Did you crochet those snowflakes on your tree?

Yes. I’ve done them in several batches. I often invite holiday visitors to take one home with them, so replacement/supplement sets have been made. A couple of the flakes are my own invention, one or two are single motifs intended for bedspreads or tablecloths, but most are from these books:

Of the two, I like the patterns in the green Leisure Arts booklet better than the red American School of Needlework leaflet. The LA flakes are smaller, lacier and a bit more delicate. Both books are pretty easy for experienced crocheters to follow, but I’d recommend the red one if you’re relatively new to thread crochet. Warning – this IS thread crochet, although it’s pretty large scale for that style. These snowflakes all look better done with smaller threads and hooks. You can work them with relatively large threads, size 10 and bigger, but you won’t get flakes of a pleasing scale for hanging on a tree (they’ll look nice as door or window ornaments, though.) Mine were done with size 20 crochet cotton, although the next batch I’ll make will be with size 30 cotton, comparable to the stuff I used on the dragon curtain.

There are also lots of patterns for snowflakes on line, although I haven’t tried any of them yet. Noel Nevins maintains a nice index to them at her thread crochet website.

How was the cassoulet?

Wonderful. Worth the year’s wait. Beyond that, words fail me. And when that happens you know I’ve been conked royal.

Is cassoulet the most complicated thing you’ve ever cooked?

No. In what now seems like a previous life, The Resident Male and I were very active in the SCA (East Kingdom, Barony of Carolingia). Among the many things we did was host a Valentine’s Day event for the local group.

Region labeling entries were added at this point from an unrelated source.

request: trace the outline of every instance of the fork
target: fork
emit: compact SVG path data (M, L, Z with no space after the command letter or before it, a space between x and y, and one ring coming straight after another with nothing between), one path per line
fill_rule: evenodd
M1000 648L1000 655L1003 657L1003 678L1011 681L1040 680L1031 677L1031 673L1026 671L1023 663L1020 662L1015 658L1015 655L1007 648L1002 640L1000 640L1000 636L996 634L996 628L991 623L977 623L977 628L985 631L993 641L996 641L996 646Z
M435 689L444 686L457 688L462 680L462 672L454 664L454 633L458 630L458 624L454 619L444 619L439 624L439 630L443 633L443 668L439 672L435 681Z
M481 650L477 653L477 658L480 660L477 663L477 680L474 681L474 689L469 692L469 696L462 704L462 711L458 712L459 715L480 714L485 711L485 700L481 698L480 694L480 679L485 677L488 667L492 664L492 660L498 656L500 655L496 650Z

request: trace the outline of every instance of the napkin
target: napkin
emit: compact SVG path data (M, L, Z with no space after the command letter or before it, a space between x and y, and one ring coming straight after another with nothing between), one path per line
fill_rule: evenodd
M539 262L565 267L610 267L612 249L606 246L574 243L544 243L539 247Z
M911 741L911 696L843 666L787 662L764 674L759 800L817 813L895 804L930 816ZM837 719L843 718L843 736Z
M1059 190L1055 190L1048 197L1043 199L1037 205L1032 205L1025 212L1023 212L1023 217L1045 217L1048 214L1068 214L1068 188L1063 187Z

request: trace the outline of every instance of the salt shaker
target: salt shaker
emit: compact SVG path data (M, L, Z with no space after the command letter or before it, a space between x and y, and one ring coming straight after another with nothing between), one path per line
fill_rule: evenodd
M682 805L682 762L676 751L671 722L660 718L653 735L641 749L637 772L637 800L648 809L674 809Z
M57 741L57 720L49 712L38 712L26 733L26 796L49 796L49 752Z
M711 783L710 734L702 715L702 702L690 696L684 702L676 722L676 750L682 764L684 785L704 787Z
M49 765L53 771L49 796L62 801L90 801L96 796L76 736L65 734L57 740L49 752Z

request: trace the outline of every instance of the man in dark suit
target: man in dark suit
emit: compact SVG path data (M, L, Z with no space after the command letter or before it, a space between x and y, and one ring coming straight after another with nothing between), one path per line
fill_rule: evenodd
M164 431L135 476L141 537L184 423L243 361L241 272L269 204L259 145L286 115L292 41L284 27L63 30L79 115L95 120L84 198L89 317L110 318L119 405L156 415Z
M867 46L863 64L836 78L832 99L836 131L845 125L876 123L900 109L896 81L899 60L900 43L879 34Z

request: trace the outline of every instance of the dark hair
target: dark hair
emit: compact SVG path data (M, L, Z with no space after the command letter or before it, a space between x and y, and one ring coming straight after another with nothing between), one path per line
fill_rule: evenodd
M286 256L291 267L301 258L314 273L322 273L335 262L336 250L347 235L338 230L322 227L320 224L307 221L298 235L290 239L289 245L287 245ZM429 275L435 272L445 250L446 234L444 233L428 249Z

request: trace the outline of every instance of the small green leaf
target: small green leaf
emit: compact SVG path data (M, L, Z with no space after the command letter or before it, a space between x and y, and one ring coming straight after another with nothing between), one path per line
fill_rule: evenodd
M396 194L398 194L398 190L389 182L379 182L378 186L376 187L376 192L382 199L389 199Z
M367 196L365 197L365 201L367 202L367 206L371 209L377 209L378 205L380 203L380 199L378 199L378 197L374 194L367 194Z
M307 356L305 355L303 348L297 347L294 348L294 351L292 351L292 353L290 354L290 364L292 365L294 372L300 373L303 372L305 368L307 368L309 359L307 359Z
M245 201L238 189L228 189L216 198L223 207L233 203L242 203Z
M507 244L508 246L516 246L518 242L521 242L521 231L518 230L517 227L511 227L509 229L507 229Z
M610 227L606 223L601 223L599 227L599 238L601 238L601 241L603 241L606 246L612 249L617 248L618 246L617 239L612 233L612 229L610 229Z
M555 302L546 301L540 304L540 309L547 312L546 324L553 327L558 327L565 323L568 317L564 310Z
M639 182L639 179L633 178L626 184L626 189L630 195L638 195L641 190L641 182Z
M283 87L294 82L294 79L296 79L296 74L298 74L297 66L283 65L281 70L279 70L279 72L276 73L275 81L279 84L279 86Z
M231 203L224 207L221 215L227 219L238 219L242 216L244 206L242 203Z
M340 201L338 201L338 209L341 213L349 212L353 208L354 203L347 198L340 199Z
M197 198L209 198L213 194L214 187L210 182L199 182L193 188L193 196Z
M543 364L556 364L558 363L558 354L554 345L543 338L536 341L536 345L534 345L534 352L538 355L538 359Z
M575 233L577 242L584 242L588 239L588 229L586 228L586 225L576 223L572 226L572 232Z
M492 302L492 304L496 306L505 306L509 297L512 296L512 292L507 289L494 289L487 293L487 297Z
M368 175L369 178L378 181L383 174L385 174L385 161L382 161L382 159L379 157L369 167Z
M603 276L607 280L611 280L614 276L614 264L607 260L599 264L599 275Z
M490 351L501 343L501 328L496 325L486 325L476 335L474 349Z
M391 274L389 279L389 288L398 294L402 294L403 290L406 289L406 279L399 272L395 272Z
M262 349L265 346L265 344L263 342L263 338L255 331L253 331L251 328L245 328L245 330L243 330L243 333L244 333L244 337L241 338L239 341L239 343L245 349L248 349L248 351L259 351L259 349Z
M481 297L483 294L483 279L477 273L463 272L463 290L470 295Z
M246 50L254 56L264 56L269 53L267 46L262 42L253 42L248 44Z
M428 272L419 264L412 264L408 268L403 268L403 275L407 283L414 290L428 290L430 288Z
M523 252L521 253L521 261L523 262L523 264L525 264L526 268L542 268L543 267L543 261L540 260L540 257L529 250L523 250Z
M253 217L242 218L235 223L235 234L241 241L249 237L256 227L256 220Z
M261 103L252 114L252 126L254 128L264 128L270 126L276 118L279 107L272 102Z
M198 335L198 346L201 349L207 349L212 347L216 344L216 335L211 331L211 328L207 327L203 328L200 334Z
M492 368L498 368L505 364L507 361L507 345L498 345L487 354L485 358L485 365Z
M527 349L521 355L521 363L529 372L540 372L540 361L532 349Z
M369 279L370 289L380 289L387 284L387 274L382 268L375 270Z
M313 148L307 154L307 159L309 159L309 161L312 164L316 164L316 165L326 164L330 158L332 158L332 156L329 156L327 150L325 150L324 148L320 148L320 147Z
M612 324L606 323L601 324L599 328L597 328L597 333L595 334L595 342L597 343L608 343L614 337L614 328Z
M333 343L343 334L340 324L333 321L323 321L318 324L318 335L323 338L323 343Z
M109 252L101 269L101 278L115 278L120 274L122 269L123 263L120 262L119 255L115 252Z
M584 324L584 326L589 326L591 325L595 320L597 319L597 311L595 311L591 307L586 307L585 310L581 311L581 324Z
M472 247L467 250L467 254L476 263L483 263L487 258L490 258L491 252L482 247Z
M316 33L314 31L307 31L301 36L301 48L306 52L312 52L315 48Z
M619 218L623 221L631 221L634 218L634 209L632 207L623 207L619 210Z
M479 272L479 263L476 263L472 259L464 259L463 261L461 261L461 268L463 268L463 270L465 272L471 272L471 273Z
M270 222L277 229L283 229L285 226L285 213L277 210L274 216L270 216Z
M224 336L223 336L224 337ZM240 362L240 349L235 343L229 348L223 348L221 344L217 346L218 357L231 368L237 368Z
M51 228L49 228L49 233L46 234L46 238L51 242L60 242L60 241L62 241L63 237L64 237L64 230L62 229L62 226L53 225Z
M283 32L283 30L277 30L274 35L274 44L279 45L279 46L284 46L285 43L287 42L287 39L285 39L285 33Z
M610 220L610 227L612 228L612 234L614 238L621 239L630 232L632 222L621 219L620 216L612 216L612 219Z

It was a themed day, and included several activities as well as a sit-down three course dinner for 125 people. The feast offered up nine main dishes from historical sources (of which I can only remember seven), plus three in-between-course sweets. The theme of the day was Chaucer’s Parliament of Fowles poem, in which the birds hold court to debate the nature of love. It’s more than 25 years ago, but as close as I can remember the “Feast of Fowles” ran something like this:

First course

  • Ostrich eggs on salad nests – many chicken eggs cracked and separated, then the yolks poured into round golf ball sized molds and cooked to set. The whites were poured into huge half egg-shaped molds. When they were mostly cooked, the centers were set inside two half-whites.
  • Not Chickens – a chicken skin with legs and wings intact, stuffed with a forcemeat style sausage, sewn back into chicken shape and roasted.
  • A barley-thickened chicken soup with leeks (broth made from the bones and scraps from the Not Chickens)
  • First sweet – spun sugar nests with tiny marzipan birds

Second course

  • Ham dressed in pastry to resemble sleeping swans
  • Chicken pies – the meat from the Not Chickens after the soup was made, cooked with onions, leeks and bread,?made into open face pies
  • [memory fails on the third dish]
  • Second sweet – Feather shaped shortbread cookies (again memory lapses, I think this was what we served)

Third course

  • Roast duck stuffed with kasha and onions
  • Beef birds – roulades of thinly sliced beef, wrapped around garlic and mushrooms, then braised
  • [memory fails on the third dish]
  • Third sweet – Peacock in its pride – three magnificently shaped and painted gingerbread cakes, each sporting heads, wings, and a fan of real peacock feathers behind.

There were also sallets (vegetable side dishes), brewed mead and ale, and nibbles offered earlier in the day. Before your mind boggles, please note that we didn’t offer these dishes in full-serving-per person portions. There was enough of each for everyone to have a fair taste, and to be full at the end of the meal, but not enough to stuff everyone silly (For example, for each table of ten we sent out one pie, one duck, one Not Chicken, etc.)

The Resident Male and I did not do all the cooking ourselves. Lots and lots of friends helped. They did the marzipan birds, the splendid peacock cakes, the beef roulades, the mead and ale, and half of the Not Chickens. Most of the rest we were able to cook together ahead of time and warm at the hall; the remainder we did on-site. RM ran the day-of kitchen, I ran the hall, the service, and arranged the entertainments, which included copious dancing (and flirting); a Court of Love adjudicated according to the rules of Capellanus; a poetry competition; and other gentle activities suited to the day and theme.

Needless to say, life has interfered with other pursuits and we don’t do this sort of thing much any more.